A share is a piece of paper. It’s a contract that says you own some percentage of a company.

As the company goes along, sometimes it needs money. To get that money, it can either sell part of itself (issue shares) or borrow money. To get lots of money (there are factories that cost a billion dollars to build, and some that cost more), they issue bonds. Like shares, they’re contracts, but bonds are to simply pay interest until the maturity and then pay off the principal.

Corporations are (mostly) large. They generate lots of money every year, but they use lots of money every year. Much of the money they use comes from the money they get. But sometimes they make more money than they need. There are several things they can do with this money.

1. They can pay larger dividends to the shareholders. This makes the owners happy, but it also creates the expectation that next year the dividend should be even larger, and if it isn’t then the shareholders get mad.
2. They can use it to expand the business.
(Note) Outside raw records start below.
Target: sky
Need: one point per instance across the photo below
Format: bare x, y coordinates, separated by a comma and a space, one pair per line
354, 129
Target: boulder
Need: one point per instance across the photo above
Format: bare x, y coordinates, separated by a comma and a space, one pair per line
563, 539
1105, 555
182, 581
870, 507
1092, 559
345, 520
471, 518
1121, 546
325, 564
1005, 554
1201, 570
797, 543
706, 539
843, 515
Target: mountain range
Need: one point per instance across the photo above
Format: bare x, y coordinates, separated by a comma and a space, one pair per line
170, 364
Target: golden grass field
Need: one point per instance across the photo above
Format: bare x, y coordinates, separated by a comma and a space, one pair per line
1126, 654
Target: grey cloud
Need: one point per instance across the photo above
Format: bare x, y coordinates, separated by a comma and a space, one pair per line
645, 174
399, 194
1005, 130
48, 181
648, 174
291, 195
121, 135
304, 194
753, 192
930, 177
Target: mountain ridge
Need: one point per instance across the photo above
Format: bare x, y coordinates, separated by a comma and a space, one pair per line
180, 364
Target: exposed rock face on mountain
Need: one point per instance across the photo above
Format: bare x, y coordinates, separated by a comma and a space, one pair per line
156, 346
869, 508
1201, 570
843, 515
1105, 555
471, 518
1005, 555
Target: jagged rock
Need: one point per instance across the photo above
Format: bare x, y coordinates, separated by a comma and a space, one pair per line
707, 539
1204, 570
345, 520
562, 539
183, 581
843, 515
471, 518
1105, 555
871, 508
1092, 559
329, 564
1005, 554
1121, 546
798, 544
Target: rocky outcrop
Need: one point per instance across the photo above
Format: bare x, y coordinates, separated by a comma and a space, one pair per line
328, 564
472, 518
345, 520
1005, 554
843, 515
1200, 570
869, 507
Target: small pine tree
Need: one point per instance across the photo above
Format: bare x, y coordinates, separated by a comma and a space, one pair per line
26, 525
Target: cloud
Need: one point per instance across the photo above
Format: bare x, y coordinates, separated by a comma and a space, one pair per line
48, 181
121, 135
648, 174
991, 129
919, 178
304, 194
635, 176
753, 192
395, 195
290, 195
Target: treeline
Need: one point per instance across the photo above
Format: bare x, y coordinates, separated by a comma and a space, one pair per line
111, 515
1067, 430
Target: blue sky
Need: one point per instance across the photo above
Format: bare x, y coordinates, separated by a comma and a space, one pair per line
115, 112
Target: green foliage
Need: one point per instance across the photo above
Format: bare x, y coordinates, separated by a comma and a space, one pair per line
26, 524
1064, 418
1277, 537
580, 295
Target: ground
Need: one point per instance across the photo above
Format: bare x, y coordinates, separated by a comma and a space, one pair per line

Open more stores, build more factories, whatever.
3. They can save it for when they do need the money. This is dangerous because corporate raiders tend to buy companies with large cash reserves (“unused assets”) and then use the cash to pay off the loans they took out to buy the company. Just like a dragon sitting on a hoard of gold, you have to watch out for adventurers.
4. Or they can use it to buy shares on the open market, essentially giving the shareholders the choice of selling (turning their shares into cash) or holding (having a shares that are worth more). This gets rid of that juicy target for adventurers to come in and steal their gold.

When they own the shares, they become what are called treasury shares. The corporate charter says how many shares they can issue. If they just sit in the treasury, they can just choose to sell them any time they want. If they retire them, then in order to issue more they have to issue new shares, go through SEC registration, pay one of the financial banks (not commercial banks) to sell them, and so forth. Lots of work and expense.